Katarzyna Waśniewska nie musi się obawiać, że przydzielony jej z urzędu obrońca okaże się niekompetentny. Doktor Arkadiusz Ludwiczek jest cenionym na Śląsku specjalistą od prawa karnego. Wychowuje też, jako wykładowca w katowickim Uniwersytecie Śląskim, przyszłych prawników. Być może uda mu się nawet wyciągnąć po raz trzeci swą klientkę z aresztu, bo jego konik to zagadnienia dotyczące m.in. mechanizmu tymczasowego aresztowania. A przypomnijmy, że matce Madzi areszt kończy się 14 stycznia nowego roku. W czasie procedury przedłużenia aresztowania dr Ludwiczek będzie zapewne chciał przekonać sędziów, że Katarzyna Waśniewska powinna odpowiadać z wolnej stopy.
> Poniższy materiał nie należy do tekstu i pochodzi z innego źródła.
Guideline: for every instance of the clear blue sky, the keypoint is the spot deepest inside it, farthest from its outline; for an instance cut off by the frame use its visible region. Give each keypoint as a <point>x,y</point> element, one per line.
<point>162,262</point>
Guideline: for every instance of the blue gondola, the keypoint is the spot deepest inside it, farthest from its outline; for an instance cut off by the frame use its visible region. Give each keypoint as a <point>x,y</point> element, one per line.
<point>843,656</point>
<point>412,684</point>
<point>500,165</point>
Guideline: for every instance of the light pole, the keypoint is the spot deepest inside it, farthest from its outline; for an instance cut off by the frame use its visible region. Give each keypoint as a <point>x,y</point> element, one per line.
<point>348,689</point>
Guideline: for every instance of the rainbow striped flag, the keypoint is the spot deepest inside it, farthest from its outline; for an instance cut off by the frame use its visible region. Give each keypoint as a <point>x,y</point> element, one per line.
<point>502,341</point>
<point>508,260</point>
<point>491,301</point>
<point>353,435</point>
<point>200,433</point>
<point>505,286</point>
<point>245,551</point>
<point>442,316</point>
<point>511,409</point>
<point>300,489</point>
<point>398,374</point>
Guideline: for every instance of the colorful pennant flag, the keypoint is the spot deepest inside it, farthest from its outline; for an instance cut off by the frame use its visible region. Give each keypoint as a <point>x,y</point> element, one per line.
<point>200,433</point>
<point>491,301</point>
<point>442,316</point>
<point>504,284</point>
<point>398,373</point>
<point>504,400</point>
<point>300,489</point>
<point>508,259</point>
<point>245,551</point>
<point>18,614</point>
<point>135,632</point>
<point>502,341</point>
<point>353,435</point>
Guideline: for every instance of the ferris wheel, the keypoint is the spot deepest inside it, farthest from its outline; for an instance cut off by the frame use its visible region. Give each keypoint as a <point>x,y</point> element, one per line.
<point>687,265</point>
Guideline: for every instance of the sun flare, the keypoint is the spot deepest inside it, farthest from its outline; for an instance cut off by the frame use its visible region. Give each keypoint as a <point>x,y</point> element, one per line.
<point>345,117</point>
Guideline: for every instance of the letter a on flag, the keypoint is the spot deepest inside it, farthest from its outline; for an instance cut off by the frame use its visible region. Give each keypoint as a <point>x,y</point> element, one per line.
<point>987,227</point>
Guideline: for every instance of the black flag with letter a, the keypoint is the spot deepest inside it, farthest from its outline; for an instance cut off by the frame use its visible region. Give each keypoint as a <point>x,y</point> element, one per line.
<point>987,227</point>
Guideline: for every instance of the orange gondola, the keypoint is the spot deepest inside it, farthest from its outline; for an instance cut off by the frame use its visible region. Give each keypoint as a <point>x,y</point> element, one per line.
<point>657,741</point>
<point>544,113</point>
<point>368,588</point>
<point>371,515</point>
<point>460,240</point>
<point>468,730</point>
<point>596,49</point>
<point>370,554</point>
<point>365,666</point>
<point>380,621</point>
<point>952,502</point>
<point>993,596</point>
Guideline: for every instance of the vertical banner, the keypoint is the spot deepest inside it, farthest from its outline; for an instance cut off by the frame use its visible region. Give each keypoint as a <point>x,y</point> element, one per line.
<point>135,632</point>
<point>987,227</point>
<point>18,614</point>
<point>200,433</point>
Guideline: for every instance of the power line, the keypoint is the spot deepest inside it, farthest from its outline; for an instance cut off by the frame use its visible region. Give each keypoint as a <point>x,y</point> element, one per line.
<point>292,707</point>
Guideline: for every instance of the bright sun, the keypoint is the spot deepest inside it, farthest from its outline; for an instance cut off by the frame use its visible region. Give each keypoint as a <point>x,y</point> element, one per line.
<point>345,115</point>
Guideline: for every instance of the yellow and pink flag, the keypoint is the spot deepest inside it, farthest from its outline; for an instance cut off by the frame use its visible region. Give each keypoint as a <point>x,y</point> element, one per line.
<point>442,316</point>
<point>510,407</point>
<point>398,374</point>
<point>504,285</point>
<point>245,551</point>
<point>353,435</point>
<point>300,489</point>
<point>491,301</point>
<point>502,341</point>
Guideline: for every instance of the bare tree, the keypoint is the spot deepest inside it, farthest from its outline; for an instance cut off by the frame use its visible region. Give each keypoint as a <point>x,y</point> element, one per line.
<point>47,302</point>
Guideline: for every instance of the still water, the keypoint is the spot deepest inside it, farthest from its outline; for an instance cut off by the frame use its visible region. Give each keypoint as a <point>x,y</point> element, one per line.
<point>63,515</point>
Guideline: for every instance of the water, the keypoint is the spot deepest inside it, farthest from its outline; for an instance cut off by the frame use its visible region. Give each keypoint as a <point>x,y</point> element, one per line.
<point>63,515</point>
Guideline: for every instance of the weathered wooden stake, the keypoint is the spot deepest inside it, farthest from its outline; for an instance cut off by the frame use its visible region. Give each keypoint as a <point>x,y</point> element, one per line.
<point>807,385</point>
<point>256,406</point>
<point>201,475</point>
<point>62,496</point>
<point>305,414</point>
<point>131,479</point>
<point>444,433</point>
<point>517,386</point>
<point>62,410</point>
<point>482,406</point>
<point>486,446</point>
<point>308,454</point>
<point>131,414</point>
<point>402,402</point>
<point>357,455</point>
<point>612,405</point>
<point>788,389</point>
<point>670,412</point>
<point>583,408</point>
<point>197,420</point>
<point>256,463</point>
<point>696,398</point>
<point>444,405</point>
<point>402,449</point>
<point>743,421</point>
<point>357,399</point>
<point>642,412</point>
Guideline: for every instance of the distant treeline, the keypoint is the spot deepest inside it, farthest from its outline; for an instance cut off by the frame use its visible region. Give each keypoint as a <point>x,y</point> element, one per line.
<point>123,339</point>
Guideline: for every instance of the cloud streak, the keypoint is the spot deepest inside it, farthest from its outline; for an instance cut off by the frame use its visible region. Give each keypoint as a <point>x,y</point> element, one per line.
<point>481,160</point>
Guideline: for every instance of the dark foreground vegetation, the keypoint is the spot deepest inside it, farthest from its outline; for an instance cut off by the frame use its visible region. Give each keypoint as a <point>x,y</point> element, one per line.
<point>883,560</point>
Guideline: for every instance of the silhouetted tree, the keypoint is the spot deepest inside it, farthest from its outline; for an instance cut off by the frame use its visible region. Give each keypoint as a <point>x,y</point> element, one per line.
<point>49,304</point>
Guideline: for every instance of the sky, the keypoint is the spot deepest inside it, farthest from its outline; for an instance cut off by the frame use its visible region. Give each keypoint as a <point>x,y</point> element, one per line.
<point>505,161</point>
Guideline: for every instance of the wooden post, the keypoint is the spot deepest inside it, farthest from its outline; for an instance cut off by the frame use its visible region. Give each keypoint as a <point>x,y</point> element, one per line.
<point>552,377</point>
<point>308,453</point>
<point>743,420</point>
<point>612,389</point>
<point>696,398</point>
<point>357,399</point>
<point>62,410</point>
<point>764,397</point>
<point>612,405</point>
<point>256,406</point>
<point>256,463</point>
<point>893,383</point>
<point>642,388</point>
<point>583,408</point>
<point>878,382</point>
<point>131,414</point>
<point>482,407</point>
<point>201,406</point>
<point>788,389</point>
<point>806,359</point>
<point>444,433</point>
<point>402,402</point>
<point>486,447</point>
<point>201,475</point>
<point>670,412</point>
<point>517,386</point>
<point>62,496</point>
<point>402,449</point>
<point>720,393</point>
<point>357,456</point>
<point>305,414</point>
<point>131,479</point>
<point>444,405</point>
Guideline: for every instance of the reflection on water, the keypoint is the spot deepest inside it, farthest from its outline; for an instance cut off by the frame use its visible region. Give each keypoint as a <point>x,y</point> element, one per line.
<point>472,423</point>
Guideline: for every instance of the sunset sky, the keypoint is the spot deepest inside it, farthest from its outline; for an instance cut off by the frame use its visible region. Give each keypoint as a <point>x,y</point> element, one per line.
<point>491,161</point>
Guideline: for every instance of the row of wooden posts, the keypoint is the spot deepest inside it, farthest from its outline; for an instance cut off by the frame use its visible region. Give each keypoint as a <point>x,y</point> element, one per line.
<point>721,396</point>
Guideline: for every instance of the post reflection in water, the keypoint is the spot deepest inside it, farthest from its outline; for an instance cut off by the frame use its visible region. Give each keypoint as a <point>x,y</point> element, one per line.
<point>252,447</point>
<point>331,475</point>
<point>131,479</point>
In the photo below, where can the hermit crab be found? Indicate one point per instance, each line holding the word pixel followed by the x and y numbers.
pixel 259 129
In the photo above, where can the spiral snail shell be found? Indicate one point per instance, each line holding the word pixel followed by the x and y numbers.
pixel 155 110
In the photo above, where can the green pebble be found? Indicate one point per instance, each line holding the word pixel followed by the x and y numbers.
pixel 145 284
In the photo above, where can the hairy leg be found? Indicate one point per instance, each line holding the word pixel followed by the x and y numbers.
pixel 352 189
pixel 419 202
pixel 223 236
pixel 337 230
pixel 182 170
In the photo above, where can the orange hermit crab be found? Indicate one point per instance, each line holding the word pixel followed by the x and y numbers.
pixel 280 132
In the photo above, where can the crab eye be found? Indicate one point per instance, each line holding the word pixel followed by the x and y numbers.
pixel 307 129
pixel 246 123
A dzień rozpoczęcia procesu zbliża się wielkimi krokami. Wczoraj w Prokuraturze Okręgowej w Katowicach Waśniewska pojawiła się w towarzystwie adwokata. Została przesłuchana po raz kolejny, a następnie poprosiła o wgląd do akt sprawy. Przez kolejne kilka godzin cierpliwe w czytelni studiowała zgromadzone materiały we własnej sprawie. Jak się nieoficjalnie dowiedzieliśmy, mecenas Ludwiczek zakomunikował, że nie będzie składał dodatkowych wniosków dowodowych w śledztwie, a to z kolei oznacza, że akt oskarżenia przeciw Waśniewskiej dokładnie w sylwestra zostanie przesłany do sądu. Dokument ma liczyć bez mała 200 stron maszynopisu. Jednak część materiału dowodowego opiera się na poszlakach.
Śledczy z prokuratury uważają, że Waśniewska udusiła córkę Madzię w mieszkaniu, a potem ukryła zwłoki w ruinach budynku położonego w parku Żeromskiego w Sosnowcu. Kobieta będzie odpowiadać za zabójstwo, za co grozi jej nawet dożywocie.